First, Zelman said that a “whole backlog” of homes in foreclosure is starting to come to market from the banks. They’ve already started hitting the market in the Inland Empire. Also, she said, banks are only now awakening to problems in their AD&C portfolios.

Zelman thinks that the tax rebates in the Senate bill should indeed help the market. And so should a recent statement by Fed Chief Ben Bernanke, who suggested that banks provide forbearance rather than foreclose on mortgages. He argued that in the long run this would be less expensive for them.
 
At the same time, Zelman noted that bank regulators had picked up their activity. Some recently asked banks to put aside more equity to cover potential loan losses. “This is going to result in a massive capital call,” she said. “Twenty-five percent of loans could fail if they were marked to market.”
As a result of massive losses from failed loans, Zelman said that banks are taking action to reduce headcount, exit markets, and in some cases are completely eliminating all AD&C lending programs.

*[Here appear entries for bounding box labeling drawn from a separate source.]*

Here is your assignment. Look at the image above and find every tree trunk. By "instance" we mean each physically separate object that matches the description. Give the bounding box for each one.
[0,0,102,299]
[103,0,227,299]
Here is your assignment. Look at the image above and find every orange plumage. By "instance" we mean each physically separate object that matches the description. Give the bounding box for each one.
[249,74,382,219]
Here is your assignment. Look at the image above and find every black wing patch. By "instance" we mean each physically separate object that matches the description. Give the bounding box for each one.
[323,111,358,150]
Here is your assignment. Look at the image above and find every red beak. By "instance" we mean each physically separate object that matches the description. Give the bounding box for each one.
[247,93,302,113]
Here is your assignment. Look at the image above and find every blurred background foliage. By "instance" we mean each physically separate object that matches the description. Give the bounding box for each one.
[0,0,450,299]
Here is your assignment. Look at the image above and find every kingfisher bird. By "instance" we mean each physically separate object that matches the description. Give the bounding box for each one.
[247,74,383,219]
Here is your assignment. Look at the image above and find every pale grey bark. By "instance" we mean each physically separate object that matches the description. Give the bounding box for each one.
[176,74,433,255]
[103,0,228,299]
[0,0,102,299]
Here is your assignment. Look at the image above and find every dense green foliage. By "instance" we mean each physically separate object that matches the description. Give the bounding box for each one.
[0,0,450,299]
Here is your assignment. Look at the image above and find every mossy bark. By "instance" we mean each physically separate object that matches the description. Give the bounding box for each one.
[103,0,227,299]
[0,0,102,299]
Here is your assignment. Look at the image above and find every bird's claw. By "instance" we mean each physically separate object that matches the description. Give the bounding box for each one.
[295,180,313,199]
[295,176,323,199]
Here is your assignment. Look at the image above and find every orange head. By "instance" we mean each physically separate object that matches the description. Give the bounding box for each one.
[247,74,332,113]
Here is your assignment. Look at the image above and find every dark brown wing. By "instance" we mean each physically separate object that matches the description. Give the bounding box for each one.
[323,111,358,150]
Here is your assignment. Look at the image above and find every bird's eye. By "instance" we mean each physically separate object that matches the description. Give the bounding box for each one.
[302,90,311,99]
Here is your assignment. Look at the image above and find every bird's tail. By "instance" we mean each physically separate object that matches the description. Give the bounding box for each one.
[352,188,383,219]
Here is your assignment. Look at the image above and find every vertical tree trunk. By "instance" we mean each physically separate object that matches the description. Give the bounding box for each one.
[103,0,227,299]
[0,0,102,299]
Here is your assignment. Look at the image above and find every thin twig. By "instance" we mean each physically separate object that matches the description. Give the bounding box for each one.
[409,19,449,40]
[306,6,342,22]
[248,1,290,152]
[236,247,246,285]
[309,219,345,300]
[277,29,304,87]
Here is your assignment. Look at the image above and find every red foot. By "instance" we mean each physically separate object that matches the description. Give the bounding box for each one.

Zelman presented some startling figures that illustrate the banking industry’s dependence on real estate. Large commercial banks have 49 percent of their assets in real estate (16 percent commercial and 33 percent residential). Small commercial banks are even more exposed; they have 67 percent of their assets in real estate (46 percent commercial and 21 percent residential). “We’re in a lot of trouble with the banks,” Zelman said.

Meanwhile, delinquencies on AD&C loans are on the rise. Delinquencies have nearly doubled since 2005 to 3 percent. The percentage hasn’t been this high since 1990, according to data from the Federal Reserve. “Delinquencies are skyrocketing,” she said.

Zelman believes that in the short run unsold inventory of existing homes will continue to rise, foreclosures will mount, and unemployment will increase due to weakness in the economy. She presented numbers, derived from five sources, forecasting a huge increase in first mortgage loan defaults (from 1.4 million to 1.9 million) and lost homes (from 870,000 to 1.3 million)

 “The most positive thing we have going for us is that we aren’t building speculative inventory,” Zelman said. “We’ve put the brakes on the industry.”

Nevertheless, Zelman predicted another 20 percent decline in housing starts this year, from 736,000 to 565,000, with a pickup in 2009. She also said that existing home prices would probably fall another 8 percent this year and 3 percent next year. From 2007 to 2010, she expects home prices to fall 24 percent, after they increased 65 percent from 1996 to 2006.

Even with declines in existing home prices, she thinks new homes will be in a strong competitive position “because the costs have come out.”

Zelman believes it’s tough to say how much land prices have deflated because there were very few comps in 2007. Nevertheless, she thinks finished lots are off about 40 percent and raw land is off 60 percent. Lennar sold its lots to Morgan Stanley last year for 37 cents on the dollar, but after tax benefits were added back in, it was more like 60 cents, she said.

Public builders still have a ways to go before they finish taking impairments, she said. They have only taken 60 percent of impairments--$14 billion on owned land, $20 billion in options.